The track record for previous Alphamab deals highlights the risks. Its U.S. partner Tracon Pharmaceuticals (TCON.US) pulled the plug on joint development of envafolimab after the drug delivered disappointing trial results when used in a combined therapy to treat sarcoma patients. A Phase Three trial for Alphamab’s other core product, KN046 for pancreatic cancer, also failed to achieve the targeted survival endpoint. Previous trials of KN046 to treat a type of lung cancer also yielded unsatisfactory results.

Otherwise, rights within mainland China to Alphamab’s two other advanced pipelines, KN026 and JSKN003, have also been licensed out to CSPC Pharmaceutical Group. Even if those drugs are successfully launched in China, Alphamab will only receive a portion of the proceeds, limiting its earnings growth potential. Moreover, the firm’s HER2 antibody-drug conjugate, JSKN003, faces fierce competition from Zymeworks, Chia Tai Tianqing, and XuanZhu Biopharm, which are working on similar products.

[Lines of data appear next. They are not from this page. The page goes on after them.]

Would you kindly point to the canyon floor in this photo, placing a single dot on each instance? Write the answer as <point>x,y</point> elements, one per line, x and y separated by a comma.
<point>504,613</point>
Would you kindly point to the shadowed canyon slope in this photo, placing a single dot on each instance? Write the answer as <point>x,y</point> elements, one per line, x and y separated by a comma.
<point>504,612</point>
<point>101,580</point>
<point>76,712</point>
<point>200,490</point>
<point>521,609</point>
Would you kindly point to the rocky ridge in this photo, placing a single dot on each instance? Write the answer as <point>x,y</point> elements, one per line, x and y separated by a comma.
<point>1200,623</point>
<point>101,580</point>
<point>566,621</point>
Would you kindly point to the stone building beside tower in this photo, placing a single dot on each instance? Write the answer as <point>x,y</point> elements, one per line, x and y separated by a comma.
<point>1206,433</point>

Licensing deals may bump up the bottom line in the short term but only sustained returns from commercially viable drugs can offer a stable income.

Currently, Alphamab trades at a price-to-earnings (P/E) ratio of 44 times, even higher than the 30 times for Henlius Biotech (2696.HK), which has achieved profitability through product sales. Alphamab’s numerous collaborations demonstrate its R&D expertise but leave investors at risk of a setback if profits prove to be fleeting.